Over the past 20 years, the number of passengers traveling on British train networks has almost doubled to 1.7 billion annually. With numbers like that it's clear how much people rely on rail service in Great Britain, and how many disgruntled patrons there would be when delays occur.

A recent study used real British Railway data and an artificial intelligence model to improve the ability to predict delays in railway networks.

"We wanted to explore this problem using our experience with graph neural networks," said Huy Tran, an aerospace engineering faculty member at the University of Illinois Urbana-Champaign. "These are a specific class of artificial intelligence models that focus on data modeled as a graph, where a set of nodes are connected by edges."

"This was a collaboration with Simon Hu, an expert on railway networks, from the Zhejiang University-University of Illinois Urbana-Champaign Institute," Tran said. "We worked together to develop a new way to represent a rail network and apply it to real-world data to predict delays."

They applied the Spatial-Temporal Graph Convolutional Network model to predict delays within a portion of the British rail network where Didcot Parkway and Long Paddington serve as gateway stations.

"Compared with other statistical models, this one outperforms them for forecasting delays up to 60 minutes in the future," Tran said.

He added that others have developed similar models for social networks, but he wanted to apply it to an engineering problem.

"One challenge was that this data only captures the full trip of a train from start to finish. It doesn't tell us where it was delayed along the way," he said. "The new formulation we developed was a way to approximate in which leg of the trip the delay occurred.

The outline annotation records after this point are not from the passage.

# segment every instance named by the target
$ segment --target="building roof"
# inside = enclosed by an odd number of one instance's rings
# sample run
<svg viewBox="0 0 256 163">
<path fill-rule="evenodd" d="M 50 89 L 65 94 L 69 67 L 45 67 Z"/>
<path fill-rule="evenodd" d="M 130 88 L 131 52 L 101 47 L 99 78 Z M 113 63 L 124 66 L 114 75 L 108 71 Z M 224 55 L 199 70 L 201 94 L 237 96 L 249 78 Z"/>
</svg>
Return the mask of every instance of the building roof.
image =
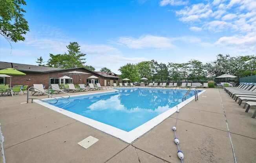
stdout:
<svg viewBox="0 0 256 163">
<path fill-rule="evenodd" d="M 21 71 L 32 72 L 52 72 L 69 70 L 77 69 L 84 69 L 86 70 L 106 78 L 120 78 L 117 76 L 108 74 L 106 72 L 93 71 L 84 67 L 76 67 L 70 69 L 59 69 L 58 68 L 50 67 L 46 66 L 40 66 L 35 65 L 27 65 L 26 64 L 16 63 L 15 63 L 7 62 L 0 61 L 0 69 L 7 68 L 13 68 Z"/>
<path fill-rule="evenodd" d="M 59 70 L 60 69 L 46 66 L 39 66 L 26 64 L 0 62 L 0 69 L 13 68 L 17 70 L 27 72 L 43 72 L 46 71 Z"/>
</svg>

From this research, we learned that using our formulation with this class of AI models can work well with real-world networks to predict behaviors."

Tran said they are addressing some limitations, however.

"A lot of times with AI models, we don't really understand why the model says what it does. We just try to predict what the delay will be, but we don't have any insight into why it was delayed, or where," Tran said. "So, one of the things we're interested in is getting more explainability into these models, so we can better understand why it's making the suggestion or predictions that it does.